L’abbandono delle terre agricole produce effetti devastanti anche sul territorio. Migliaia di ettari di terreni vengono lasciati incolti perché non più economicamente sostenibili. Le campagne abbandonate diventano ricettacolo di sterpaglie, vegetazione infestante e materiale altamente infiammabile che, durante i mesi estivi, alimenta il rischio incendi. Ogni anno la Sicilia assiste impotente alla distruzione di ettari di boschi, coltivazioni, pascoli e aree naturali.

La prevenzione degli incendi non può limitarsi all’intervento emergenziale quando il fuoco è già divampato. La vera prevenzione passa dal mantenimento produttivo del territorio, dal sostegno alle aziende agricole e dalla presenza costante dell’uomo nelle campagne ed a progetti di riforestazione intensivi su tutto il territorio siciliano. Un territorio coltivato è un territorio curato, controllato e protetto. Un territorio abbandonato è un territorio esposto al degrado, alla desertificazione e agli incendi.

I Dirigenti Regionali del SINALP Sicilia e del CAA SINALP Sicilia, Dr. Andrea Monteleone, Dr. Giuseppe Lombardo, Dr. Andrea Tomarchio e Sig. Francesco Frisina hanno incontrato gli agricoltori siciliani per un confronto serio e concreto mettendo sul tavolo tutte le disfunzioni e le difficoltà del comparto e da questa analisi è stato predisposto un progetto di rilancio ritenendo indispensabile l’avvio immediato di un piano straordinario per l’agricoltura regionale che deve prevedere:

  • prezzi minimi garantiti per le produzioni strategiche;
  • maggiore controllo sulla trasparenza della filiera agroalimentare;
  • pagamenti certi e tempestivi agli agricoltori;
  • sostegno concreto alle cooperative agricole virtuose;
  • incentivi per il ricambio generazionale;
  • agevolazioni fiscali concrete, e non il solito “bonus” una tantum, per i giovani che intendono investire in agricoltura;
  • semplificazione reale della burocrazia regionale che stà uccidendo il comparto;
  • investimenti nelle infrastrutture idriche e nell’irrigazione, ritornando ad investire nel comparto con un vero programma di manutenzione e ristrutturazione di tutti gli invasi presenti nell’isola;
  • potenziamento del Corpo Forestale regionale e dell’antincendio con l’assunzione di nuovo personale, adeguando i livelli occupazionali ormai ridotti al 50% del reale fabbisogno;
  • utilizzo di droni e tecnologie innovative per il monitoraggio continuo del territorio.

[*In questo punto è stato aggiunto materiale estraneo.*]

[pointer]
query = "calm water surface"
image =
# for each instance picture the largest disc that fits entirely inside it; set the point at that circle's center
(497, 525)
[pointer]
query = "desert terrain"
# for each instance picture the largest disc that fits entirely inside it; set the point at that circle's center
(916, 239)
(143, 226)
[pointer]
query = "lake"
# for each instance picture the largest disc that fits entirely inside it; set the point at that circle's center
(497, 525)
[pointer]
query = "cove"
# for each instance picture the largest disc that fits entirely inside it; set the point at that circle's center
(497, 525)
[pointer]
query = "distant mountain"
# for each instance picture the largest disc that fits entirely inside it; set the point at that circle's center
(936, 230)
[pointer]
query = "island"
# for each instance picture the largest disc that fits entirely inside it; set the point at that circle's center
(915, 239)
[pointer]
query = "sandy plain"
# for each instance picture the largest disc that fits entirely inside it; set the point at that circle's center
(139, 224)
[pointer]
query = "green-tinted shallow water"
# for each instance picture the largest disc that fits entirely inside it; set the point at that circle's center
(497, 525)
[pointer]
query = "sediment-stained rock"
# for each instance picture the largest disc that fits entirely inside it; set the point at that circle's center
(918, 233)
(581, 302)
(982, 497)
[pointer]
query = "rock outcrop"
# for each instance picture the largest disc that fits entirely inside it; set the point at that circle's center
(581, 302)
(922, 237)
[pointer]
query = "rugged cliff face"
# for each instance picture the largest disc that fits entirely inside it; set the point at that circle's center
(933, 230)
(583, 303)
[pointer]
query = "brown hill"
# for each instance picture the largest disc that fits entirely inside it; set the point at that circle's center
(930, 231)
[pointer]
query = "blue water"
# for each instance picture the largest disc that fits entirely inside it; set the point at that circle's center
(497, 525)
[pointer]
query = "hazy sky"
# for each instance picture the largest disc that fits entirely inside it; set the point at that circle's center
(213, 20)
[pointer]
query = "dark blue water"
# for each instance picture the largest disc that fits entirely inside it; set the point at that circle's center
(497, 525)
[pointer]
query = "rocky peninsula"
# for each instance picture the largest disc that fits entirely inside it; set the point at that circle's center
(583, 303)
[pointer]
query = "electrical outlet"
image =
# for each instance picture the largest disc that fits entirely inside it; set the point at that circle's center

Vogliamo ricordare a tutti che quando chiude un’azienda agricola non perde soltanto l’imprenditore, perde l’intera comunità, perde il territorio, perde l’economia locale, perde la Sicilia. Ogni ettaro abbandonato rappresenta una sconfitta per la nostra terra. Ogni giovane costretto a lasciare l’agricoltura rappresenta una perdita di competenze, tradizioni e conoscenze che difficilmente potranno essere recuperate. L’agricoltura siciliana non produce soltanto cibo. Produce paesaggio, tutela ambientale, presidio del territorio, occupazione, cultura e identità.

Difendere il comparto agricolo significa difendere le eccellenze che hanno reso famosa la Sicilia nel mondo e che ancora oggi rappresentano uno straordinario strumento di sviluppo economico e promozione internazionale dell’Isola. Non possiamo permettere che il patrimonio agricolo siciliano venga sacrificato sull’altare della speculazione, dell’indifferenza e dell’assenza di programmazione politica.

Chiediamo al Governo Regionale, al Governo Nazionale, alle istituzioni europee, alle organizzazioni di categoria e a tutta la filiera agroalimentare di assumersi le proprie responsabilità. Occorre intervenire subito. Domani potrebbe essere troppo tardi.

Difendere gli agricoltori significa difendere il lavoro, l’ambiente, il paesaggio, la sicurezza del territorio, le produzioni di eccellenza e il futuro delle nuove generazioni. La Sicilia non può permettersi di perdere un altro pezzo della propria anima, della propria storia e della propria economia.